Is it this: $\displaystyle y[n] = \frac{1}{3}\big(-x[n-4] - 2x[n-3] + x[n-1] + 2x[n]\big)$ ? (Wondering)

Thank you.
• Nov 27th 2011, 09:12 AM
chisigma
Re: Impulse-response coefficients (that represent a differentiation)
courteous wrote...

... these weighted impulse response h coefficients should represent a differentiator:

$\displaystyle h= \frac{1}{3}\ (-1,-2,0,1,2)$

A differentiator has typically linear phase and that means that its impulse response must be antysimmetrical, so that [probably] the impulse response is...

$\displaystyle h= \frac{1}{3}\ (-1,-2,0,2,1)$

Kind regards

$\displaystyle \chi$ $\displaystyle \sigma$
• Nov 27th 2011, 11:44 AM
courteous
Re: Impulse-response coefficients (that represent a differentiation)
chisigma, you're (of course) correct ... that was a typo (fixed it in OP)

Can you help me out?
• Nov 27th 2011, 11:54 AM
chisigma
Re: Impulse-response coefficients (that represent a differentiation)
The response to an imput sequence x(n) is...

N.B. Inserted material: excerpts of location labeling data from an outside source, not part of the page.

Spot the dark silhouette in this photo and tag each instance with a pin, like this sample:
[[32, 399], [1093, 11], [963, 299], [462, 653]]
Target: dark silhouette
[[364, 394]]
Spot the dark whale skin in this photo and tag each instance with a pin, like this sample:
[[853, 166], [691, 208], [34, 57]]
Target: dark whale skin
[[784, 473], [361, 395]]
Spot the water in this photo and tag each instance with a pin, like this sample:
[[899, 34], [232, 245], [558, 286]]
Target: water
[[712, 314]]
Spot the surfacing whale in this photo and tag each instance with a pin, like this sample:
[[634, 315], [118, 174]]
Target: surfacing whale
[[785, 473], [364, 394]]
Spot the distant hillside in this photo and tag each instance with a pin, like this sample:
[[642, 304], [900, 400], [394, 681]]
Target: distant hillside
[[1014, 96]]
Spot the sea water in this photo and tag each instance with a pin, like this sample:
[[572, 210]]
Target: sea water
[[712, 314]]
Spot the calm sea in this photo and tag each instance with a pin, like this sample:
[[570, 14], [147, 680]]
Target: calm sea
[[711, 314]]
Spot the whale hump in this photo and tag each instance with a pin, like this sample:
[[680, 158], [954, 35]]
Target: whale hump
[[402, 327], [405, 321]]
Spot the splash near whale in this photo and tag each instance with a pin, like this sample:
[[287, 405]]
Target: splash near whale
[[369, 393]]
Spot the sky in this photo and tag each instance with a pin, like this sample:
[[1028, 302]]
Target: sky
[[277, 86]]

$\displaystyle y(n)= \sum_{k=0}^{4} h(k)\ x(n-k) = \frac{1}{3}\ \{- x(n) -2\ x(n-1) +2\ x(n-3) + x(n-4)\}$ (1)

Kind regards

$\displaystyle \chi$ $\displaystyle \sigma$
• Nov 27th 2011, 12:08 PM
courteous
Re: Impulse-response coefficients (that represent a differentiation)
Thank you! What is the (1) thing at the end? Just a reference mistakenly copied along?